The brothers' father Charles is, too, a towering, controlling figure who views Hank as a "baby," but in a protective way. Albert Finney plays him like a battlefield general who is mortally wounded but not ready to die despite the pain. His confusion and anger about what happened at the robbery is simultaneously brave and pathetic. And his sorrow makes him unpredictable. The dynamic between Finney and Hoffman recalls James Coburn and Nick Nolte in Affliction.
Tomei, who plays quite a few scenes semi-nude, might just be too beautiful to be convincing when her Gina worries that beefy Andy doesn't find her attractive anymore. But while her character's low self-esteem is a stretch given the actress' physical attributes, Tomei's willingness to buy into it and give her all is impressive.
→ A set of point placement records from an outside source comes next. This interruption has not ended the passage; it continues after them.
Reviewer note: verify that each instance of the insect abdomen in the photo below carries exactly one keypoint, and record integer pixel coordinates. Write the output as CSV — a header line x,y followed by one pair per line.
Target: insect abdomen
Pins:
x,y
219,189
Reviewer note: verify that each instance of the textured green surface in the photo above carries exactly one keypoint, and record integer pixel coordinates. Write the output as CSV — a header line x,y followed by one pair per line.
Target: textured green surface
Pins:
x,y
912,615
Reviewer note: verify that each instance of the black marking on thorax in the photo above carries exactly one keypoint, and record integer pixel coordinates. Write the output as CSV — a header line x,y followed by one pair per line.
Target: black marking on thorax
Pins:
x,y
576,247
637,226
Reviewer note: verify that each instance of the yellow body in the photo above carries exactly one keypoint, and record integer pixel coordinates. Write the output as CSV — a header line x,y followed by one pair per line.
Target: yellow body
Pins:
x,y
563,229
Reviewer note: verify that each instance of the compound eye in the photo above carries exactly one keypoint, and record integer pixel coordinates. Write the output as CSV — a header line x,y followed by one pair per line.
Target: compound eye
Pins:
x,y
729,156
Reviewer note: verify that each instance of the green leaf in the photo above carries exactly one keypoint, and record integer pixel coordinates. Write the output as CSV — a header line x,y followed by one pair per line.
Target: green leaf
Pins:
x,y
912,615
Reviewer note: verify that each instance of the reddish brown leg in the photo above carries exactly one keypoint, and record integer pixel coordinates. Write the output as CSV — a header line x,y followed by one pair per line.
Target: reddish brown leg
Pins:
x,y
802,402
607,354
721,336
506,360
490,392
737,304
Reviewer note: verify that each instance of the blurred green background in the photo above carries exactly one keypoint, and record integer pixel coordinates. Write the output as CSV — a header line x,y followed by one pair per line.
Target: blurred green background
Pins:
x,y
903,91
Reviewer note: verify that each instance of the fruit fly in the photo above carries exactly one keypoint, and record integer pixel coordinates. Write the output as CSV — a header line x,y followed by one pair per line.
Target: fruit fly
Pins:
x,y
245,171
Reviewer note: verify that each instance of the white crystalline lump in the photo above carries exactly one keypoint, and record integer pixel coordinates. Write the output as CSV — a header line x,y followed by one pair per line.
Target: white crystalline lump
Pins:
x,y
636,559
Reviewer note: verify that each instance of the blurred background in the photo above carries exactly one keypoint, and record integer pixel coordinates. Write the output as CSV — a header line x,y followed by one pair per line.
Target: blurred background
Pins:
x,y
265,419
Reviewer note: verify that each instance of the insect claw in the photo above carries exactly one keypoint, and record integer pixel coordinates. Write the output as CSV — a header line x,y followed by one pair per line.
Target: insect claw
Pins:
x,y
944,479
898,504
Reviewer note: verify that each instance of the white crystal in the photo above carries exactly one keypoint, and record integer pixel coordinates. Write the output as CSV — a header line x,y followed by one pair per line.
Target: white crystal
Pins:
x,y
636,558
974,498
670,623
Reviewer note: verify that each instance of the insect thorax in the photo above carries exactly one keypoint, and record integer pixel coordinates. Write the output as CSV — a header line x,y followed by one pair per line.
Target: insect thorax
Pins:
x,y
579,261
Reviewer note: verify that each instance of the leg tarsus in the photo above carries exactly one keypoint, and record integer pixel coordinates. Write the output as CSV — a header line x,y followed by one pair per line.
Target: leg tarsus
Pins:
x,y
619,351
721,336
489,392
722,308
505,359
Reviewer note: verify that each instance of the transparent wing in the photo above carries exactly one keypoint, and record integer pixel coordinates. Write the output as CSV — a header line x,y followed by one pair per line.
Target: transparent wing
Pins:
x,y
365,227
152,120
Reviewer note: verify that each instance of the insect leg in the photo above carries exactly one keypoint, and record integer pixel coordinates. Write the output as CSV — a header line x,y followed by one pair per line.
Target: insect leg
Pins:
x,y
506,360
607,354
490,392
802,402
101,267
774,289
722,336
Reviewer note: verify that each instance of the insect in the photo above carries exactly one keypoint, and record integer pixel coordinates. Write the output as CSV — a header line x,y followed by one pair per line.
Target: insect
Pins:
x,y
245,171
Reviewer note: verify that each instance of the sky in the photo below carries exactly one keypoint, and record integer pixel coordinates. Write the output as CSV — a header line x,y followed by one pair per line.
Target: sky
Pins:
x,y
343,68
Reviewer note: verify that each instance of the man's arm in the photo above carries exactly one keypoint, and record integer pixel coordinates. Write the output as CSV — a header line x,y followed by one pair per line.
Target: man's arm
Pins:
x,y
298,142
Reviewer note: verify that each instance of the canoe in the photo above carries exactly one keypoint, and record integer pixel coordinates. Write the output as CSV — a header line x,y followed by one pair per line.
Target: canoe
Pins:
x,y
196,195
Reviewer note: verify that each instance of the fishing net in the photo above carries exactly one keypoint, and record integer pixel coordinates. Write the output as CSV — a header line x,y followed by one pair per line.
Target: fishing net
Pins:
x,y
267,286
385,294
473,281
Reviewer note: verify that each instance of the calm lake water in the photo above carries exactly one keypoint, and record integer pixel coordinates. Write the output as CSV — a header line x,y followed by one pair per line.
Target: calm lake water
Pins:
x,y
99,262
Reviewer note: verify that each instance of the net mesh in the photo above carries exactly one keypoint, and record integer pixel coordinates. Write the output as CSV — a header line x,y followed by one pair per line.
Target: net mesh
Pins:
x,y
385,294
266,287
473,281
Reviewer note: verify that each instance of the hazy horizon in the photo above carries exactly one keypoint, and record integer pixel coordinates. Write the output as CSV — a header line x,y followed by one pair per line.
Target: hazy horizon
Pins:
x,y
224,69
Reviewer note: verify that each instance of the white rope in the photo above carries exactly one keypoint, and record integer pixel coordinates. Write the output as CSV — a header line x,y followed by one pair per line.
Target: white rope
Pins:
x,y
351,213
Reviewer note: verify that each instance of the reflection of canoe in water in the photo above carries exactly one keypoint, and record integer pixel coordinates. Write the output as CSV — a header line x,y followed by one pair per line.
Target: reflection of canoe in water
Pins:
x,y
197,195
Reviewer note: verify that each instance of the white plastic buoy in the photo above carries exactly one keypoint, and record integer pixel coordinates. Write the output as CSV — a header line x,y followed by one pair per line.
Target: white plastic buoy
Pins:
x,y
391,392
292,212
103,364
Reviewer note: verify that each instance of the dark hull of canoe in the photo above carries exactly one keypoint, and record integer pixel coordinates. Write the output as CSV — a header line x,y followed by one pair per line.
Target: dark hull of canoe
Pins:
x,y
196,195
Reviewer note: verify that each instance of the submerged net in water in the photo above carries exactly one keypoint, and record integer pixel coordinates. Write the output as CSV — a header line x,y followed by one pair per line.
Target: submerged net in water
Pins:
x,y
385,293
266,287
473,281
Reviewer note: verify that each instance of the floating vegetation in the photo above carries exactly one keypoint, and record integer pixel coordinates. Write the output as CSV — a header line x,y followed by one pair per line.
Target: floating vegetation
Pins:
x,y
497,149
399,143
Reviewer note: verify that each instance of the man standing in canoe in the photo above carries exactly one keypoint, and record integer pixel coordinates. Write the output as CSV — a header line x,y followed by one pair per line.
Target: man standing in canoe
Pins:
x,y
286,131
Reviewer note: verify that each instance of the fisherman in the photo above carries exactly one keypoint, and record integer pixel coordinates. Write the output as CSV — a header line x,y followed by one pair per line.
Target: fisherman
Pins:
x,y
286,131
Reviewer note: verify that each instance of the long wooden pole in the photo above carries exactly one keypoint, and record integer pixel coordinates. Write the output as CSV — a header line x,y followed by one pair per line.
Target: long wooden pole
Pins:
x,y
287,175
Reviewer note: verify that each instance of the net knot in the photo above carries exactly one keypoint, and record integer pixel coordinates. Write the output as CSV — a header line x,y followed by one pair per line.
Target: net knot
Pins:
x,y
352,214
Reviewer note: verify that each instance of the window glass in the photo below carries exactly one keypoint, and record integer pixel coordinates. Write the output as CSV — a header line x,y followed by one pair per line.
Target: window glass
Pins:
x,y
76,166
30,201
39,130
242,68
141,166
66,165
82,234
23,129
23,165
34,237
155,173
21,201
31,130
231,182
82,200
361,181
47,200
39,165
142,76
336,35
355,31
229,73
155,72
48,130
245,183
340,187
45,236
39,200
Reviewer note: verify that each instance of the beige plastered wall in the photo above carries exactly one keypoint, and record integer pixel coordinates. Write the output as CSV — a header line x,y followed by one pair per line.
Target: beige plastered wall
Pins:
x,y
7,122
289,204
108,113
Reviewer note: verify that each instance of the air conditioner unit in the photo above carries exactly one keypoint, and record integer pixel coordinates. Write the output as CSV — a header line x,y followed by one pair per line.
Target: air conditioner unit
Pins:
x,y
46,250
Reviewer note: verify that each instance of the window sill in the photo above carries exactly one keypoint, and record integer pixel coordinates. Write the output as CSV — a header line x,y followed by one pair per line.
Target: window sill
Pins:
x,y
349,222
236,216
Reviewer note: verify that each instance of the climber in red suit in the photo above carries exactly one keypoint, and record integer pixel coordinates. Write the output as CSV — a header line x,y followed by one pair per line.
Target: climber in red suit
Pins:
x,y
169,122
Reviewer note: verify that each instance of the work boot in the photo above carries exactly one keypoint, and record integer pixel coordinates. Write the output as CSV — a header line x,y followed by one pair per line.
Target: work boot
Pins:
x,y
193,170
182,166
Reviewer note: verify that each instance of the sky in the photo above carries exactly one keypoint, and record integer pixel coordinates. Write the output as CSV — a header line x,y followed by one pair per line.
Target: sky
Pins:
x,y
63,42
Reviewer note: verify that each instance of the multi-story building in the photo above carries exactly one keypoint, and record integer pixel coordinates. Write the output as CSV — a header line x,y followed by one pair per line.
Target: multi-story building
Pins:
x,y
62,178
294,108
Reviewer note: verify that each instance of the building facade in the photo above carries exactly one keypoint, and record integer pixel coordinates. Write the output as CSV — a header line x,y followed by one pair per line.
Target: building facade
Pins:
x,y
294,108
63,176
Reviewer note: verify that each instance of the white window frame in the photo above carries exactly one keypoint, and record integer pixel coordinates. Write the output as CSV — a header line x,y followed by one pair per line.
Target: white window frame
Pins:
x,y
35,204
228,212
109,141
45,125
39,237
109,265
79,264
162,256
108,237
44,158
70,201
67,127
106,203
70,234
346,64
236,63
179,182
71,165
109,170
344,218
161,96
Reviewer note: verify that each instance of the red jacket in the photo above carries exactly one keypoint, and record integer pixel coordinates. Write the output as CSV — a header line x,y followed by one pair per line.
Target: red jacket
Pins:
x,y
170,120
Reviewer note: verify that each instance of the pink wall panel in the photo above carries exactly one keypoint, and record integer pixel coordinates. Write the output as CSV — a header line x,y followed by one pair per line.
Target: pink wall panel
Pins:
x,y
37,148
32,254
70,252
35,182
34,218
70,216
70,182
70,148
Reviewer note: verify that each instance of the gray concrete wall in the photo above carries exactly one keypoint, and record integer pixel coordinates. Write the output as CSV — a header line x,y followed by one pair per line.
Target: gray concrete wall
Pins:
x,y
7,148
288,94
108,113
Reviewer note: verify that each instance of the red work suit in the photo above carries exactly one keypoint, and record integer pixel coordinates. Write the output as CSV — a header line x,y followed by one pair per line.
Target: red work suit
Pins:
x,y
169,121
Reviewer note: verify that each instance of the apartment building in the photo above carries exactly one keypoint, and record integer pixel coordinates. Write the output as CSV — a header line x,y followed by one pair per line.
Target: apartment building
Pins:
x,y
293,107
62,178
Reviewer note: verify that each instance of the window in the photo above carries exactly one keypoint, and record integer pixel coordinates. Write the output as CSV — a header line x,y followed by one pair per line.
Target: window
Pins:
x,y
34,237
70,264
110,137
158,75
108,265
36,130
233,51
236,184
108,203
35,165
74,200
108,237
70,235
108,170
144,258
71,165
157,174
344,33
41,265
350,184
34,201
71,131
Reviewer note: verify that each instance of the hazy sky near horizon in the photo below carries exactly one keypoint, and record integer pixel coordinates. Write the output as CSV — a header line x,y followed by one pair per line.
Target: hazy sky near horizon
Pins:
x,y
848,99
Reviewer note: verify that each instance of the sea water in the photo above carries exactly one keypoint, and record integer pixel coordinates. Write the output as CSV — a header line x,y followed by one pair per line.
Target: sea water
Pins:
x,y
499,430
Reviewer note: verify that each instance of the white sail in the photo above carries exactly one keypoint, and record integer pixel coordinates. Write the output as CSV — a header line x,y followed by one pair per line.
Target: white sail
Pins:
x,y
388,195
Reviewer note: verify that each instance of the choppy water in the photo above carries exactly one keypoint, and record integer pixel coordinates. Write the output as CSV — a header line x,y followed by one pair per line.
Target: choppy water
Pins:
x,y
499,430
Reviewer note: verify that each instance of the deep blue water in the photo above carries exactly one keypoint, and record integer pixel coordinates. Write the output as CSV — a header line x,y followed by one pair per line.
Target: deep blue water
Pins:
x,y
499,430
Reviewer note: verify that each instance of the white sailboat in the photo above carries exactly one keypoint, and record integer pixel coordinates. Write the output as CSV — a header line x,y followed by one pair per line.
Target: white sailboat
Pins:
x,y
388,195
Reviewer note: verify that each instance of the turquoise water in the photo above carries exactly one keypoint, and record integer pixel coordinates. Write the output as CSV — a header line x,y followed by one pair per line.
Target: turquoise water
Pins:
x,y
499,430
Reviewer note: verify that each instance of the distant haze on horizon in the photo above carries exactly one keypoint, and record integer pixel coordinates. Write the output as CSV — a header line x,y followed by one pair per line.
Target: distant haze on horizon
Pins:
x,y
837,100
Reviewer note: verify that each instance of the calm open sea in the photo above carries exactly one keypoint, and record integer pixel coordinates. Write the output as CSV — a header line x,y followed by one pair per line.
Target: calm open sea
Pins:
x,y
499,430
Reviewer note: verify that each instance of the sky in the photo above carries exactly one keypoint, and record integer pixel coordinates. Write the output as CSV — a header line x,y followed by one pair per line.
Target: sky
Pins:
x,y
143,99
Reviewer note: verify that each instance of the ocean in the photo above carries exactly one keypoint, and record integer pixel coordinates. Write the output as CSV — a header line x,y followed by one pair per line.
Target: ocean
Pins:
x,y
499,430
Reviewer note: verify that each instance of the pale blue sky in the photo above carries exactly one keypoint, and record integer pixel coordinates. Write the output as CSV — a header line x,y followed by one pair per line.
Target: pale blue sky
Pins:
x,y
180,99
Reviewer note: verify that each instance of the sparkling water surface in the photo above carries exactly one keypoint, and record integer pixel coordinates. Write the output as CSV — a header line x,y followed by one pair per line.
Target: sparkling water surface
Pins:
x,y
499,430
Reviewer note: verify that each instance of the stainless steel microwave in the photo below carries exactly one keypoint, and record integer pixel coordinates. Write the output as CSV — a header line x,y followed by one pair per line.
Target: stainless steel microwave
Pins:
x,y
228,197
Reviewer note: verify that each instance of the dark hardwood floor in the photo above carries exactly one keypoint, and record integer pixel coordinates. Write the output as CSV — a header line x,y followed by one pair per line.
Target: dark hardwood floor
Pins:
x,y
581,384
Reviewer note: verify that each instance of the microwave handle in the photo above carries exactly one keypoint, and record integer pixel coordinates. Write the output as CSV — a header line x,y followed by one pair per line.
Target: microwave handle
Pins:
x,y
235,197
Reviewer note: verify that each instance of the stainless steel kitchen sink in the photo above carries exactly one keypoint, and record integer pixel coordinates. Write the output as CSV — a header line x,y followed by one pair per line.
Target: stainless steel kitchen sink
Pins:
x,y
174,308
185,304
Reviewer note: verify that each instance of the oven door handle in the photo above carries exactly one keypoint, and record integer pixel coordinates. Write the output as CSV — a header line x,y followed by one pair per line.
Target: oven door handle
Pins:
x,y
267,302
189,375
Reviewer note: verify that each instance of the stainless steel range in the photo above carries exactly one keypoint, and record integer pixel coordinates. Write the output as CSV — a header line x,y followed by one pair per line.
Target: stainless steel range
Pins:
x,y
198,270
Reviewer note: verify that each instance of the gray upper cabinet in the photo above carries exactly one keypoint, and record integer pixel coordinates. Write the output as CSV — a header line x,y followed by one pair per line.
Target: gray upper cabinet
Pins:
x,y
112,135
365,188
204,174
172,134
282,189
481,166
The title, explained in the opening credits, comes from an old saying: "May you be in heaven for half an hour before the devil knows you're dead." It's more curse than benediction. To underscore that, a memorable character played by Leonard Cimino -- a crooked, wizened diamond dealer -- adds this observation to Charles: "The world is an evil place. Some of us make money off it, others are destroyed by it."
Words to remember from a film that will also be remembered.